Boss John may not realize it, but his offhand comments have discouraged creativity in his employee. For creative workplaces to thrive, employees need to feel safe to express and test new ideas – understanding that not all ideas will lead to productive outcomes, and may even create the dreaded cost of inefficiency.

For managers who are new to establishing a safe environment for creativity, here are two techniques to help promote creativity in the workplace:

  • Build in time for openness. In individual and team meetings, leave time to ask open-ended questions that spark new ideas. Examples of good ones: “What new ideas do people have?” “Let’s get some new perspectives on the table.” “Let’s consider other ways of thinking about this problem.” THEN, wait for staff to engage.
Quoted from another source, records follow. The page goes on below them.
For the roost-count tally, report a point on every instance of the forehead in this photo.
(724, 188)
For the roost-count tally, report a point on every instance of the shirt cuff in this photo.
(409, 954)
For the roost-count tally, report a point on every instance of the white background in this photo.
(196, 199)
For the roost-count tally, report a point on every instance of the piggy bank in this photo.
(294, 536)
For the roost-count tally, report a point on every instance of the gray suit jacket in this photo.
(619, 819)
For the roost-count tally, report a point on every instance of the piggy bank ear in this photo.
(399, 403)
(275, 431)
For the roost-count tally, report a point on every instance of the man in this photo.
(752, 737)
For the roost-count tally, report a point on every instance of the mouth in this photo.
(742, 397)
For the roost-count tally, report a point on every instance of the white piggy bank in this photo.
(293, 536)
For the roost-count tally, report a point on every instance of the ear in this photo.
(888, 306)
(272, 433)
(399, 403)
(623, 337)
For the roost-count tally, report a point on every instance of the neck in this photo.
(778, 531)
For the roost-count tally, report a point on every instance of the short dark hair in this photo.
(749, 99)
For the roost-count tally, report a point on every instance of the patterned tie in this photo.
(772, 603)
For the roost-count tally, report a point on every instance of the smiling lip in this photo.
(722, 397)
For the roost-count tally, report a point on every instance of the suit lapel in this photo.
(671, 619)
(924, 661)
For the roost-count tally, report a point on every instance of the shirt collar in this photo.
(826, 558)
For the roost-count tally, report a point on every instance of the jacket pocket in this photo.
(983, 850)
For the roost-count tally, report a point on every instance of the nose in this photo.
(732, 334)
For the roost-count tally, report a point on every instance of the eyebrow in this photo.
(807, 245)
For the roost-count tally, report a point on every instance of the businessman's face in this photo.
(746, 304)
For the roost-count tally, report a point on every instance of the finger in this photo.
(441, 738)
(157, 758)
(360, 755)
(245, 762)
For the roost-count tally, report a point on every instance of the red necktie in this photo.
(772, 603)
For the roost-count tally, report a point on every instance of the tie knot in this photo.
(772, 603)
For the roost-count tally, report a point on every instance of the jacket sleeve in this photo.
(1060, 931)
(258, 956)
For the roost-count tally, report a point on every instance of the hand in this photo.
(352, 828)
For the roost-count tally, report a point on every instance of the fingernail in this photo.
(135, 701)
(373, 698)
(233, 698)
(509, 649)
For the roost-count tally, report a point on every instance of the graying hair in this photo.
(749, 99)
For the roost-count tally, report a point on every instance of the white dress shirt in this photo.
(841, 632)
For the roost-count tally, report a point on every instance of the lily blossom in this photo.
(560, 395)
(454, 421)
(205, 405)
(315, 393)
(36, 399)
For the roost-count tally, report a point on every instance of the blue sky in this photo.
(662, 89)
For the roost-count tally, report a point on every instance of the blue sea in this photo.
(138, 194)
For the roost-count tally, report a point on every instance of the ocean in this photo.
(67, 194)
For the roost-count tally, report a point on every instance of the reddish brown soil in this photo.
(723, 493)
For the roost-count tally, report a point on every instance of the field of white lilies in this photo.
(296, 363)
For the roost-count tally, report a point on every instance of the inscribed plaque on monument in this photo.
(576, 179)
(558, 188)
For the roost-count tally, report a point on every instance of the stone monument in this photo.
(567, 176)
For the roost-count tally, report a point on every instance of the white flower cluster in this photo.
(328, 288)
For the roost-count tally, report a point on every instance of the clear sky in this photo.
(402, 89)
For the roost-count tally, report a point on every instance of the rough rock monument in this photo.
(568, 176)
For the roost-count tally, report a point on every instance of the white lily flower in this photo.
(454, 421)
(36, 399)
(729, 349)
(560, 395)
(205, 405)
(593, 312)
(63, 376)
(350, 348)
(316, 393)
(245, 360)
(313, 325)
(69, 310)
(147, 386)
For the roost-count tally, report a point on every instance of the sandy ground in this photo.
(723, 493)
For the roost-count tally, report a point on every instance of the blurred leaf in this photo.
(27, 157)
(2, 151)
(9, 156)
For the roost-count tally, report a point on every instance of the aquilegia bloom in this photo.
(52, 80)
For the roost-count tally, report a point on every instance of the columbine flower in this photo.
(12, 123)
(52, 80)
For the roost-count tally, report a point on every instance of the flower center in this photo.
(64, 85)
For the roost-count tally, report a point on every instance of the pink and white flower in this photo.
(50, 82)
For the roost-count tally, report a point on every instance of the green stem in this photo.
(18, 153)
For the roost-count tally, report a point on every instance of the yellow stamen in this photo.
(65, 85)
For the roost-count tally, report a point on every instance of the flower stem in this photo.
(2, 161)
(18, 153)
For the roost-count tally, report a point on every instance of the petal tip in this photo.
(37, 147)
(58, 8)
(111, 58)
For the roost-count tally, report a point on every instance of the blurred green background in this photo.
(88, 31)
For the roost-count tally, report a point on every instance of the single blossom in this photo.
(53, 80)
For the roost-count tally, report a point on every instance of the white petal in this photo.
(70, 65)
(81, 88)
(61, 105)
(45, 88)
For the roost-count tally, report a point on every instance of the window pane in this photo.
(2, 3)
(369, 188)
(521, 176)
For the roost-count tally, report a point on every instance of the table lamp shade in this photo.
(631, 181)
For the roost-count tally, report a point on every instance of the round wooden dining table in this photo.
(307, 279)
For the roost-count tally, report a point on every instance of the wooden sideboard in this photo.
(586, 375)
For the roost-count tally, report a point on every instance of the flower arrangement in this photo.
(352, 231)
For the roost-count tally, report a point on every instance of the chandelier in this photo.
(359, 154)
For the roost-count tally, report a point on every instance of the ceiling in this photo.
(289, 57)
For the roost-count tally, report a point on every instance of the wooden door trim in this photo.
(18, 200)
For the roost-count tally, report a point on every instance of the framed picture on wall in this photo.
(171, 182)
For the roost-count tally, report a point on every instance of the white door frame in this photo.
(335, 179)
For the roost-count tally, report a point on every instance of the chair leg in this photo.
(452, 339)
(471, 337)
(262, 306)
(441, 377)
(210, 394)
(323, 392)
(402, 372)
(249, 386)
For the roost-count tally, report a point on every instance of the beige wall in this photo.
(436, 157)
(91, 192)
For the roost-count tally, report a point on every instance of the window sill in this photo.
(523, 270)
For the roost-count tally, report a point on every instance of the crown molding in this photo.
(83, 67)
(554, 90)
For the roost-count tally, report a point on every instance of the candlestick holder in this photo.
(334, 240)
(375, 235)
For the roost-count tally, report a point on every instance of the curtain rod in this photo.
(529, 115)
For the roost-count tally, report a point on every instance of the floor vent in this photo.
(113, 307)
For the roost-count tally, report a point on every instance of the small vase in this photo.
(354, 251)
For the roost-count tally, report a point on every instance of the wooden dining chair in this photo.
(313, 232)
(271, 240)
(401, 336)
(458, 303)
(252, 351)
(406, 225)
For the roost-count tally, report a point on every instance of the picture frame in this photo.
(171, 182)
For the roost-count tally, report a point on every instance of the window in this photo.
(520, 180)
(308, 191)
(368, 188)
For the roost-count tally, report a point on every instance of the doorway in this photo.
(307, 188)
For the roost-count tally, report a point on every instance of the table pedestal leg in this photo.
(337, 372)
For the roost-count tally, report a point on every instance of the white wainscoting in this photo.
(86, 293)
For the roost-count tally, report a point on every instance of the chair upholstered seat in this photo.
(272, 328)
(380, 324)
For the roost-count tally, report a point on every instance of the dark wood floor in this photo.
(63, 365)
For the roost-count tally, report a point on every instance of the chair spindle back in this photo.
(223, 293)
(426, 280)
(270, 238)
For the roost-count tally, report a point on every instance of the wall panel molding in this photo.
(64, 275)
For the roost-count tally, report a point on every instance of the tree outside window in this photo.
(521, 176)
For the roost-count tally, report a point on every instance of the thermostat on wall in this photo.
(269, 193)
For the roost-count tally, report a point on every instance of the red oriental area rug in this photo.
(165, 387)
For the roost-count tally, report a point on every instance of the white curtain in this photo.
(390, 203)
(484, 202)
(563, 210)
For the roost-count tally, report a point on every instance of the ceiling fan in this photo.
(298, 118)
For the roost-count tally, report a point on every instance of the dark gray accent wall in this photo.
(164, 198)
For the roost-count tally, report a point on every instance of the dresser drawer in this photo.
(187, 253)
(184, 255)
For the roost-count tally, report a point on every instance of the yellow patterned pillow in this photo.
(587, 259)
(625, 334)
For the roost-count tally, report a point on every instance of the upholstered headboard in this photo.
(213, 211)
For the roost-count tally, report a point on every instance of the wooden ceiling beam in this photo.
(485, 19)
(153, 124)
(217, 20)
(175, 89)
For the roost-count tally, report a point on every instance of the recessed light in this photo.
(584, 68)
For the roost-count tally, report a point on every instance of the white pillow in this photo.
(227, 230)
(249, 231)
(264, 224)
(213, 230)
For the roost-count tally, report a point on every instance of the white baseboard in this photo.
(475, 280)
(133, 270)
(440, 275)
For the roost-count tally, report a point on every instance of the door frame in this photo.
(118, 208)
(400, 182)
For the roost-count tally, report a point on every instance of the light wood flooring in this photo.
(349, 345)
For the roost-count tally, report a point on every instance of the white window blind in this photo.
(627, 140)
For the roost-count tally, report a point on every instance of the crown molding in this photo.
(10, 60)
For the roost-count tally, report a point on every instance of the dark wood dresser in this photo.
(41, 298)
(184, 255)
Here’s the hard part: no matter what the response, demonstrate interest and receptiveness. Instead of rejecting an idea as unrealistic, say: “Interesting idea, Martin! How could we carry that forward?” or “That’s a great new idea – let’s play with that one and see where it could lead.” In both cases, you are not accepting the creative idea as the solution, but you are opening the door to creative problem-solving.
  • Recognize and overtly acknowledge the value of positive risk outcomes. Many organizations see risk as something to be feared or avoided – forgetting that risks can easily lead to positive outcomes as well as negative ones. When discussing risks, evaluate what good outcome might occur, as well as what bad ones might. This model will encourage people to think creatively in a positive way.

Supporting creative ideas and training others to think creatively when time is short and risks are high takes discipline – just remember, the next creative idea may be the one that moves the whole organization forward.